Self-service password reset (better than this)

For organizations larger than a handful of users, self-service password reset (SSPR) dramatically cuts helpdesk volume. Microsoft includes it free with all Microsoft 365 plans for cloud-only password resets; on-premises writeback requires Microsoft Entra ID P1.

To enable it:

  1. In the Microsoft 365 admin center, go to Settings > Org settings > Security & privacy.
  2. Select Self-service password reset.
  3. Select Go to the Azure portal to turn on self-service password reset (this opens the Microsoft Entra admin center).
  4. On the Password reset > Properties page, choose All users, or Selected with a target group.
  5. Select Save.
  6. Configure authentication methods on the Authentication methods blade — typically Microsoft Authenticator, SMS, and a backup email.

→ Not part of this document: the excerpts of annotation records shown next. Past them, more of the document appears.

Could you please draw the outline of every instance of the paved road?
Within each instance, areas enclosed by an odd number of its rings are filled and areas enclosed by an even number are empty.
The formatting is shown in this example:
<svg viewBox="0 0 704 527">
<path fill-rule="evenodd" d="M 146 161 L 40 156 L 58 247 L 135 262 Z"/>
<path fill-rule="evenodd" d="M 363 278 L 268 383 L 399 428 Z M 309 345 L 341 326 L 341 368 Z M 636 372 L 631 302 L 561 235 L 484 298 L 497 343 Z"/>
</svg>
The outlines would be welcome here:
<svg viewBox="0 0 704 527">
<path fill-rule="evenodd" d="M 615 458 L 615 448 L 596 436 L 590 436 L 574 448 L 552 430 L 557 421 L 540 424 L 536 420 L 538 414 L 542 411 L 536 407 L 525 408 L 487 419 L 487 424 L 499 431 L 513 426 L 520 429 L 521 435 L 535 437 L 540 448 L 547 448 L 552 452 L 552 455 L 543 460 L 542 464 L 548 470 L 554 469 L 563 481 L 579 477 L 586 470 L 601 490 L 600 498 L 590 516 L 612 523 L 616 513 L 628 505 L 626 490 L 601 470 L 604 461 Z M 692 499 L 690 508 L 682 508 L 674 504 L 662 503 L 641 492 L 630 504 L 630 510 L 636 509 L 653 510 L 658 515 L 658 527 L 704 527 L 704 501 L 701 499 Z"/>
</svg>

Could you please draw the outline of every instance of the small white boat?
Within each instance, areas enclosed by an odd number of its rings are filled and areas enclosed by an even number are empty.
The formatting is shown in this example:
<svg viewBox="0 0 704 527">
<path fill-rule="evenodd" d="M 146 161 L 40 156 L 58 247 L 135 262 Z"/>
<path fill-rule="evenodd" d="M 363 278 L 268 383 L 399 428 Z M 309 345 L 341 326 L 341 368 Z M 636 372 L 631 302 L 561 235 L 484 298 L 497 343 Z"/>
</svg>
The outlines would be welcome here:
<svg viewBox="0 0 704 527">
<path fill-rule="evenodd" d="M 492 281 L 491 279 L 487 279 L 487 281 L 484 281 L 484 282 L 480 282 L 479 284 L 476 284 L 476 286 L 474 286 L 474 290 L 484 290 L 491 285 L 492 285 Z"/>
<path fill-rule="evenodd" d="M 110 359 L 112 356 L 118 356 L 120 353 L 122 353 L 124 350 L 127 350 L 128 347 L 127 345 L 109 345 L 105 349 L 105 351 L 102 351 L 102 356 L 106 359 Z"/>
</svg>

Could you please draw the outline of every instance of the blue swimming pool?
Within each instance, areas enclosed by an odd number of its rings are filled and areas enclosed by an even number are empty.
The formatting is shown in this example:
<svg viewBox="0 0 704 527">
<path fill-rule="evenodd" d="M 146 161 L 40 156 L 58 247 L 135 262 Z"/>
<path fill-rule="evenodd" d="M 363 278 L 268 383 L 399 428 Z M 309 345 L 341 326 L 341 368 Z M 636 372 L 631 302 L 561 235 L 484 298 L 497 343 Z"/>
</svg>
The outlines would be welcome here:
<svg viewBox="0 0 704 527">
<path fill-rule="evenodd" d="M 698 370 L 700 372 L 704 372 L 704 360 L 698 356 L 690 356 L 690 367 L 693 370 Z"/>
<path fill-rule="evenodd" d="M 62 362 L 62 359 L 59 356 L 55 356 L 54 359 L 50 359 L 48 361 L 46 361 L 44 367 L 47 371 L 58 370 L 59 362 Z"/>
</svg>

Users register at https://aka.ms/ssprsetup on first prompt and reset at https://passwordreset.microsoftonline.com when they’re locked out.

PowerShell equivalent

For scripted resets, use Microsoft Graph PowerShell:

Connect-MgGraph -Scopes "Directory.AccessAsUser.All"

$password = @{
  Password                      = "TempReset!ChangeMeNow123"
  ForceChangePasswordNextSignIn = $true
}

Update-MgUser `
  -UserId          "jakob@contoso.com" `
  -PasswordProfile $password

# Then revoke existing sessions
Revoke-MgUserSignInSession -UserId "jakob@contoso.com"

Notes and gotchas

  • Synced (hybrid) accounts: if your tenant runs Microsoft Entra Connect, password resets in the admin center may not stick — you should reset in on-premises Active Directory and let it sync. To reset cloud passwords for hybrid users, you need password writeback enabled (Microsoft Entra ID P1 or higher).
  • Outlook on the web sticks around: even after sign-out, an OWA tab the user already has open will keep working until they navigate away or refresh. Don’t rely on sign-out alone for active mailbox kicks; consider a password reset plus blocking sign-in.
  • Don’t email credentials in plain text. Print to PDF and use a secure channel — in-person, an encrypted password manager share, or a Teams chat (where messages are end-to-end encrypted with the right policy).
  • Permissions: the Password Administrator role can reset most users’ passwords but cannot reset privileged admins. To reset a Global Admin’s password, you need the Privileged Authentication Administrator role.